LON:TRP TOWER RESOURCES PLC Financial Analysis*

Rating Short-Term Long-Term Senior
Outlook*Ba3Baa2
Income StatementBaa2Baa2
Balance SheetCaa2Baa2
Leverage RatiosCaa2Caa2
Cash FlowB1Baa2
Rates of Return and ProfitabilityBaa2Baa2

*Financial analysis is the process of evaluating a company's financial performance and position by neural network. It involves reviewing the company's financial statements, including the balance sheet, income statement, and cash flow statement, as well as other financial reports and documents.
How does neural network examine financial reports and understand financial state of the company?

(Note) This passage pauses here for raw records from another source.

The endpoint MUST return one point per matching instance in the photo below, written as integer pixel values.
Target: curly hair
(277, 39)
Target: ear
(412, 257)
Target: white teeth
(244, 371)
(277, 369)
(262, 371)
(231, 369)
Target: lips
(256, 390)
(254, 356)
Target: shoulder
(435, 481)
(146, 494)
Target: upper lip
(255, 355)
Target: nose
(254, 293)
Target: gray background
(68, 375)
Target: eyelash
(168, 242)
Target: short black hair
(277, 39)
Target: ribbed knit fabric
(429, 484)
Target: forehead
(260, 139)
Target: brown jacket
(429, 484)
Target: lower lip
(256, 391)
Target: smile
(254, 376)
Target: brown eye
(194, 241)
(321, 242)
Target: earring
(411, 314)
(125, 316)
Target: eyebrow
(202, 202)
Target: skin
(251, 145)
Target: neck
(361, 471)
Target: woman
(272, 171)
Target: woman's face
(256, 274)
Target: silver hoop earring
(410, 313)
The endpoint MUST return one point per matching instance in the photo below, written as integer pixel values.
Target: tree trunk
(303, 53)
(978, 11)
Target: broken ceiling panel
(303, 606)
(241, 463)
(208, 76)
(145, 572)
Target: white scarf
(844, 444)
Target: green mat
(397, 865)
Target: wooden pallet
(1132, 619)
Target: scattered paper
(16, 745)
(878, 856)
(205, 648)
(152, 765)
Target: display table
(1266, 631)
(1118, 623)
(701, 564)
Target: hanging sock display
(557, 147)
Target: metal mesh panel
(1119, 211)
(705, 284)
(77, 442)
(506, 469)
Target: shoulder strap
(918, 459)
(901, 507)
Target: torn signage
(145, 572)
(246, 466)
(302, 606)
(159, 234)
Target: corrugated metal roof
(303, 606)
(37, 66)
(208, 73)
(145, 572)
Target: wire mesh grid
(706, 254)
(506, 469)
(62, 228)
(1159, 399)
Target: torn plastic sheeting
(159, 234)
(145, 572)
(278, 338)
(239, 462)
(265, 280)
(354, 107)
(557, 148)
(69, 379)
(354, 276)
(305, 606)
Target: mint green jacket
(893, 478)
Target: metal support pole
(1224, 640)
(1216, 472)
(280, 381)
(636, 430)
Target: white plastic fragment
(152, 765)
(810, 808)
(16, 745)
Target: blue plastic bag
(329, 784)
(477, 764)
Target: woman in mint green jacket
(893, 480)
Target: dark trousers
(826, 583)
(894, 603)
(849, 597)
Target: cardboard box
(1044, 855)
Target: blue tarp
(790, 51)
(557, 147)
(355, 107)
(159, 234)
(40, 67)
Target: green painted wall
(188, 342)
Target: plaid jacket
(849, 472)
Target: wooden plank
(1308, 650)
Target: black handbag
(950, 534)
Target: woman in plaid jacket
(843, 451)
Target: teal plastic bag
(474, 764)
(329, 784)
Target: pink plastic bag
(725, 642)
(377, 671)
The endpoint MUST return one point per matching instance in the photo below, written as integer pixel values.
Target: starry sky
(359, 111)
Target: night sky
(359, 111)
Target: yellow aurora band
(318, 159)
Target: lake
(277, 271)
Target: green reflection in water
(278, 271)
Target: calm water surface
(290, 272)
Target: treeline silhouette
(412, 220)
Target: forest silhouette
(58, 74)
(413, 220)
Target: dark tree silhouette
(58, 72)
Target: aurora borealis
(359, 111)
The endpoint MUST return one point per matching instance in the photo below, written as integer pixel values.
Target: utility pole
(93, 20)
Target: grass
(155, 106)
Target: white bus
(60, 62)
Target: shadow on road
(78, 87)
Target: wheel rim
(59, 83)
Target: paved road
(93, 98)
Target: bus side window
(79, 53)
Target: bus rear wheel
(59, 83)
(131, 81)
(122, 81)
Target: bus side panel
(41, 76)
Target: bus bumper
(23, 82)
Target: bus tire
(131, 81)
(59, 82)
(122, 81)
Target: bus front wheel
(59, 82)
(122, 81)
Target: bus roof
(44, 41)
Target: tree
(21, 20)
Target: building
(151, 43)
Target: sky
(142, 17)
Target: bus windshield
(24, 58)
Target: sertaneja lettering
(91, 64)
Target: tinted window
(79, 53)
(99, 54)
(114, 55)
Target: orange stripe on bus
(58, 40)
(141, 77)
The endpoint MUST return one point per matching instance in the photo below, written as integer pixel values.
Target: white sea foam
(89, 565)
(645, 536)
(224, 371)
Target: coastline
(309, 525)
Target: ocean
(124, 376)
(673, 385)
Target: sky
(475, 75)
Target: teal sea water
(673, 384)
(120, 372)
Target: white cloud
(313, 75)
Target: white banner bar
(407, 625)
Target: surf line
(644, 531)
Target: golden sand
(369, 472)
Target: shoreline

Prediction Confidence Score

Trust metric by Neural Network: 81 out of 100 with 551 signals.

References

  1. A. Shapiro, W. Tekaya, J. da Costa, and M. Soares. Risk neutral and risk averse stochastic dual dynamic programming method. European journal of operational research, 224(2):375–391, 2013
  2. Matzkin RL. 1994. Restrictions of economic theory in nonparametric methods. In Handbook of Econometrics, Vol. 4, ed. R Engle, D McFadden, pp. 2523–58. Amsterdam: Elsevier
  3. Mnih A, Hinton GE. 2007. Three new graphical models for statistical language modelling. In International Conference on Machine Learning, pp. 641–48. La Jolla, CA: Int. Mach. Learn. Soc.
  4. Friedman JH. 2002. Stochastic gradient boosting. Comput. Stat. Data Anal. 38:367–78
  5. Athey S. 2019. The impact of machine learning on economics. In The Economics of Artificial Intelligence: An Agenda, ed. AK Agrawal, J Gans, A Goldfarb. Chicago: Univ. Chicago Press. In press
  6. Bessler, D. A. R. A. Babula, (1987), "Forecasting wheat exports: Do exchange rates matter?" Journal of Business and Economic Statistics, 5, 397–406.
  7. Bell RM, Koren Y. 2007. Lessons from the Netflix prize challenge. ACM SIGKDD Explor. Newsl. 9:75–79
Frequently Asked QuestionsQ: What is the prediction methodology for LON:TRP stock?
A: LON:TRP stock prediction methodology: We evaluate the prediction models Supervised Machine Learning (ML) and Polynomial Regression
Q: Is LON:TRP stock a buy or sell?
A: The dominant strategy among neural network is to Sell LON:TRP Stock.
Q: Is TOWER RESOURCES PLC stock a good investment?
A: The consensus rating for TOWER RESOURCES PLC is Sell and is assigned short-term Ba3 & long-term Baa2 estimated rating.
Q: What is the consensus rating of LON:TRP stock?
A: The consensus rating for LON:TRP is Sell.
Q: What is the prediction period for LON:TRP stock?